Past Exhibition
The Reconfiguration of Similar Elements to a Separate Effect
Jill Price
Tonia Di Risio
May 2019
What are the ways of things? Alternatively, how do we come to want the things we want, and what do we do with them afterwards? How does the desire for material things serve us? And how do we, in turn, serve material goods? How can we care for them and compassionately acknowledge their laborious, earth-bound, origins?
These are the questions at the core of the exhibition, "The Reconfiguration of Similar Elements to a Separate Effect." Artists Jill Price and Tonia Di Risio explore material wealth from different perspectives. Where Tonia engages with the image, its place in advertising and the production of material desire, Jill considers the end-of-life process of our textile goods, the material of our material desire.

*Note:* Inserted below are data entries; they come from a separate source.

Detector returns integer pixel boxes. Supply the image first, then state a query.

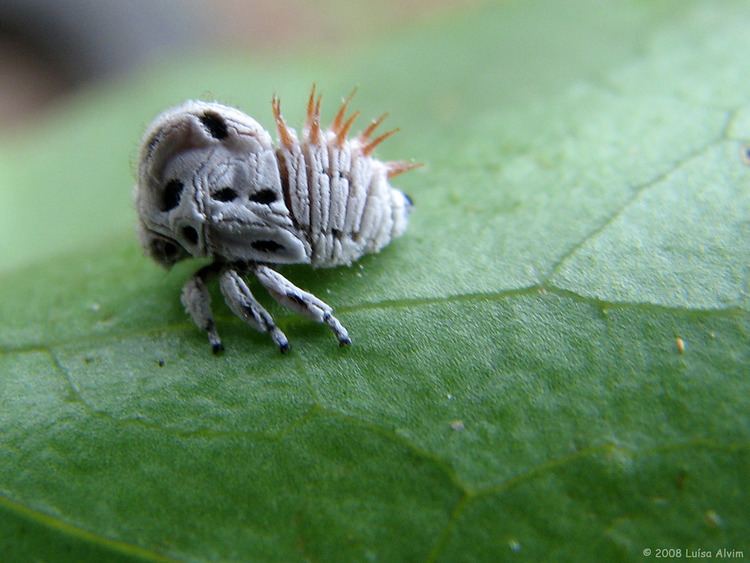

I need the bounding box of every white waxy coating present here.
[136,96,410,267]
[135,89,415,353]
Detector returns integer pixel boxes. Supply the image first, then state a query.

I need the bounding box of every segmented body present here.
[277,124,409,267]
[136,87,414,267]
[136,87,416,352]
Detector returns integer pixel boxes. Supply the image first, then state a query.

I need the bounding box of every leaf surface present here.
[0,0,750,561]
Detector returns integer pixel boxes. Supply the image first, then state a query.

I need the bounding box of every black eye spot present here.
[250,240,284,252]
[182,226,198,244]
[249,189,278,205]
[200,111,229,140]
[211,188,237,202]
[159,179,184,211]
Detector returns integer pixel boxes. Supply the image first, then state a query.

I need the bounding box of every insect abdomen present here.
[273,89,415,267]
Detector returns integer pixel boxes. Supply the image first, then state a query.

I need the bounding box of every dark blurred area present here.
[0,0,473,130]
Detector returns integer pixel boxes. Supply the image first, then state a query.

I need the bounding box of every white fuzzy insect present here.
[136,86,418,353]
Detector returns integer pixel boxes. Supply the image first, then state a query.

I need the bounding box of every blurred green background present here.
[0,0,750,561]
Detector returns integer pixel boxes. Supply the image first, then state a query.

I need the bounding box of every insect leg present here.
[219,269,289,353]
[254,266,352,346]
[180,266,224,354]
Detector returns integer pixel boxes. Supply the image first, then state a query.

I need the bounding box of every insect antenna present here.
[331,86,357,133]
[271,94,294,149]
[359,112,388,143]
[362,129,400,156]
[305,82,323,145]
[336,111,359,147]
[385,160,424,178]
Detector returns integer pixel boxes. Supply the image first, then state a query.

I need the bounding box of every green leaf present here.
[0,0,750,561]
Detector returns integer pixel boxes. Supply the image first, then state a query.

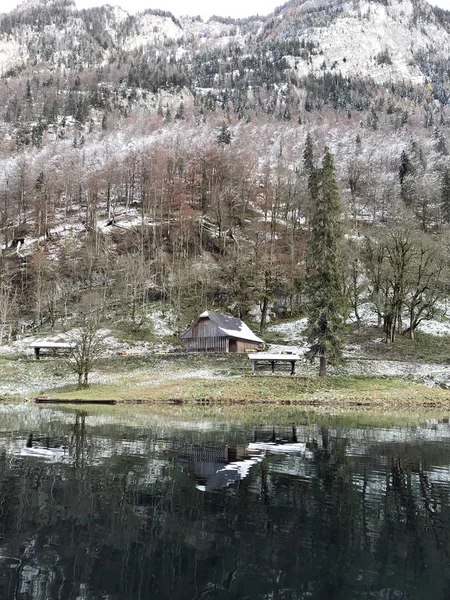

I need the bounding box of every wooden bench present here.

Clean architecture, extravagant platings, carefully designed objects and furniture form islands of stuff on The Durham Art Gallery’s walls. The pictures that make up Tonia Di Risio’s collages are taken from architecture, design, and food magazines. Now free from their disposable bindings, the enlarged images have been transferred to a durable vinyl, their archipelagoes folding around walls and across corners.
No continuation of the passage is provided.